Docker version 19.03.12, build 48a66213fe

sys.platform linux Python 3.6.9 (default, Nov 11 2019, 11:24:16) [GCC 4.8.5 20150623 (Red Hat 4.8.5-39)] numpy 1.19.1 detectron2 0.2.1 @/opt/app-root/lib/python3.6/site-packages/detectron2 Compiler GCC 7.3 CUDA compiler not available DETECTRON2_ENV_MODULE PyTorch 1.6.0+cpu @/opt/app-root/lib/python3.6/site-packages/torch PyTorch debug build False GPU available False Pillow 7.2.0 torchvision 0.7.0+cpu @/opt/app-root/lib/python3.6/site-packages/torchvision fvcore 0.1.2


PyTorch built with:



If you have any ideas or advice it will be grateful 
ppwwyyxx commented 4 years ago

The script

import torch
try:
        import cv2
except:
        pass
import matplotlib.pyplot as plt

can reproduce the failure in the container.
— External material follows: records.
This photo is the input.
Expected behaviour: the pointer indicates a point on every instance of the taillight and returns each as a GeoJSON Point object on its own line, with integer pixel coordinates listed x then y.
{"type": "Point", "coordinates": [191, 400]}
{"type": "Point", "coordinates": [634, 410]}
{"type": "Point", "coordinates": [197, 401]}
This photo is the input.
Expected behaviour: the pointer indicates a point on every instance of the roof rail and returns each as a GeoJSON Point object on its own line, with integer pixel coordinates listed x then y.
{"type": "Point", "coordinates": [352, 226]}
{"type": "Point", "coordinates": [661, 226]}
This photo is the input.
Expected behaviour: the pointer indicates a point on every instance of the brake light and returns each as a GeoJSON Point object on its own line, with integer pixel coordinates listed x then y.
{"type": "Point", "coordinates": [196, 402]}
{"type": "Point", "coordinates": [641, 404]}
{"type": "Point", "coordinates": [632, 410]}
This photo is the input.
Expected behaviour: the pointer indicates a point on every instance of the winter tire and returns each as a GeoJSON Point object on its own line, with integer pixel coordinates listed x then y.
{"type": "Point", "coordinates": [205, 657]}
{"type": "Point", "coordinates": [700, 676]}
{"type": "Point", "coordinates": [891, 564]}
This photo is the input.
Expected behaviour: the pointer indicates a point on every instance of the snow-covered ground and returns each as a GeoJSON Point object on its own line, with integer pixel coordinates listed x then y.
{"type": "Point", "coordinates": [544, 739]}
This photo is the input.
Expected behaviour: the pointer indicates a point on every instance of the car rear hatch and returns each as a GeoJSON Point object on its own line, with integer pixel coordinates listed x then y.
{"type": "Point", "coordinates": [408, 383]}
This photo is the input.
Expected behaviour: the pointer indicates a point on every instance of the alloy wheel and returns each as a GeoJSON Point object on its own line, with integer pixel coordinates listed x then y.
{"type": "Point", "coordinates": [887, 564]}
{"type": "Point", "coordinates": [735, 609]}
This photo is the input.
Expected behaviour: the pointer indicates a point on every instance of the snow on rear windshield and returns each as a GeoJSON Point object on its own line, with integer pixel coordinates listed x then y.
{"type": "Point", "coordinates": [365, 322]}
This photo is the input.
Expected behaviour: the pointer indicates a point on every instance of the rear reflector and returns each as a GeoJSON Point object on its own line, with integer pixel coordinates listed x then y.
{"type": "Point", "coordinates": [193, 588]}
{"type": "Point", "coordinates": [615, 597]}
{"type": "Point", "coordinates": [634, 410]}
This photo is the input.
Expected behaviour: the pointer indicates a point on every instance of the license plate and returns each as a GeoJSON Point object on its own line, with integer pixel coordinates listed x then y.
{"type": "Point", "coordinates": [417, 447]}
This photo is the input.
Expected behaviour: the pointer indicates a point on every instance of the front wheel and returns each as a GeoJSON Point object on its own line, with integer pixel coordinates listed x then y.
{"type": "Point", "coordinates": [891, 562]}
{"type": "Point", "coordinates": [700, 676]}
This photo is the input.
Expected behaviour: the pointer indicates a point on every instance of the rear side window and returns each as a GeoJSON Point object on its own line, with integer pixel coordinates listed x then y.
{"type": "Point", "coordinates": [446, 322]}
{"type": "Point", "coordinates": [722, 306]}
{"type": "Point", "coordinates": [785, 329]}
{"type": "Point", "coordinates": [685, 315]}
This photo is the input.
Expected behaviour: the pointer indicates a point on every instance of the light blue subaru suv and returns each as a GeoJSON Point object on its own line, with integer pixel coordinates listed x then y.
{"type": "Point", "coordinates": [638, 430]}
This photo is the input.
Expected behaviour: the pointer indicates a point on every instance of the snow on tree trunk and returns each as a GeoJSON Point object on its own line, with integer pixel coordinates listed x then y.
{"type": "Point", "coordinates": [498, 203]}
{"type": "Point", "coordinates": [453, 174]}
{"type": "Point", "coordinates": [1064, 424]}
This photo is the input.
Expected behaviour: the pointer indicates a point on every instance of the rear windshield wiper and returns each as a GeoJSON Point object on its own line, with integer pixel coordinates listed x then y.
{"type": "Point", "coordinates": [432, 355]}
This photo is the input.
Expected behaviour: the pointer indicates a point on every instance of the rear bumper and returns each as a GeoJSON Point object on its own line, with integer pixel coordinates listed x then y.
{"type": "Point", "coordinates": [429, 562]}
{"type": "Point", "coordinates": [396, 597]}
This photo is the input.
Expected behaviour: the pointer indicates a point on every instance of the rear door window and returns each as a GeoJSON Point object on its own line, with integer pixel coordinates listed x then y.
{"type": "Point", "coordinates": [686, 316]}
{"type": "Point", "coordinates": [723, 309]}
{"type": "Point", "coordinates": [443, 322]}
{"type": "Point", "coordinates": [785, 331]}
Therefore it's unrelated to detectron2.

You can try opencv-python-headless or even better, install opencv with yum install. opencv-python is a bad package that has many such issues.

SebJak commented 4 years ago

Thank you for your help, I fixed my problem by installing yum install python3-numpy opencv*